第二波调控是2004年的一系列文件和通知,它们限制了农用土地转非农建设(包括房产开发),比如,规定半年内暂停农用地转非农、控制建设用地的审批等等,这些措施的直接效果也是减少住房的供给,并使土地价格上涨(这本身是好事);同时,央行进一步控制对房地产开发的信贷资金,要求商业银行将开发商项目资本金比例从20%提到35%以上。当然,这一系列旨在调控、限制房地产开发或者说抑制房地产过热的措施受到老百姓的广泛欢迎,大家以为这下可抑制房价并挤走一部分房产商了。因为资金短缺,一些房产商确实被淘汰掉。可是,这些措施减少了房产业的竞争,整治开发商也等于降低住房供给,在需求不断上升的情况下,房价只会加快涨速,而不是像人们希望看到的房价下跌。
实际上,去年的一系列铁腕措施确实效果很好,抑制了房产商并使住房供给的增速减慢(相对于住房需求而言),结果是房价开始疯涨。2004年全国房价涨幅14.4%,比2003年高了10.6个百分点,是历史新高。等2004年的各项行政措施实施之后,到今年一季度其效果更明显:房价同比再涨12.5%。从市场规律角度看,这些结果说明那些管制效果跟希望看到的正好相反。
秘密七:谁垄断信息资源混淆视听?
时寒冰认为开发商一直“忽悠”数据,“借助垄断的信息资源混淆视听”。其实真正应该指责的,是政府“双面人”角色。仍以上海为例。在上海房地产前50强中,有60%与“国资”有渊源,而前10强中则有7家。50强名单背后的隐形冠军——上海地产集团,则于2003年,由上海市国资委划拨三大房地产公司——中星、上海闵虹(集团)有限公司和上海房地(集团)公司,授权其经营。
而据媒体报道,“上海目前不少区县也无师自通,纷纷成立类似于地产集团的土地储备公司,这些公司与区县所属的红顶开发商也同样存在着错综复杂的股权和担保关系”。这些国有独资或控股参股的公司成为披着市场化“外衣”、却有着深厚的政府背景和丰富的政府资源的“新红顶商人”。
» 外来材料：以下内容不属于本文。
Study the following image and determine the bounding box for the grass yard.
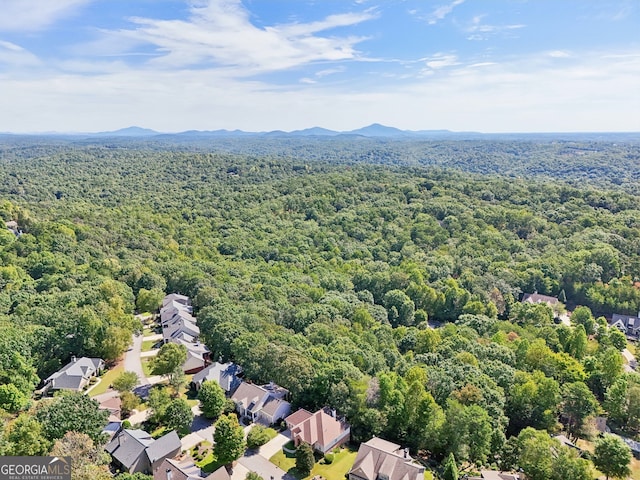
[308,448,360,480]
[269,448,360,480]
[89,363,124,397]
[142,327,156,337]
[142,340,158,352]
另外,如果我们要强调将非市场化的住房保障作为政府提供的公共福利,却为什么又去指责市场化经营的开发商呢?而为什么政府就可以既控制着土地一级市场来源获取收益之后,又再直接参与房产开发销售获利呢?任志强几年前就说过:香港是唯一一个主要依靠土地收入进行二次分配的转移支付和维护公共财政的地区,因此其从公民手中掠夺的财富仍将重新返还给民众。而我国是靠除土地出让金之外的大量税收实现二次分配的转移支付的。在与“不法”商人争夺土地利润分配的过程中,政府实际是将最终的结果转嫁到了消费者身上。
“两个独立法人、一套班子管理运作”就可以“名正言顺”地“倒账”,账目甚至可以天衣无缝。而那些国有控股参股企业中的非国有股份,只会出现与政府如何“分账”问题,获利最大的还是政府。对于土地出让给非国有的房地产企业,由于国有成分企业可以在招拍卖中“高价”举牌抬高了土地价格,打压了非国有房地产企业的利润,造成上交所得税的税收减少,也就与国有成分企业一道,制造出房地产企业“税收侏儒”的表象,毕竟,政府抬高“地价”后所得的“利润”即预算外财政收入是不用征税的。不断人为抬高土地价格,土地成本的上升必然导致房产价格的不断上涨。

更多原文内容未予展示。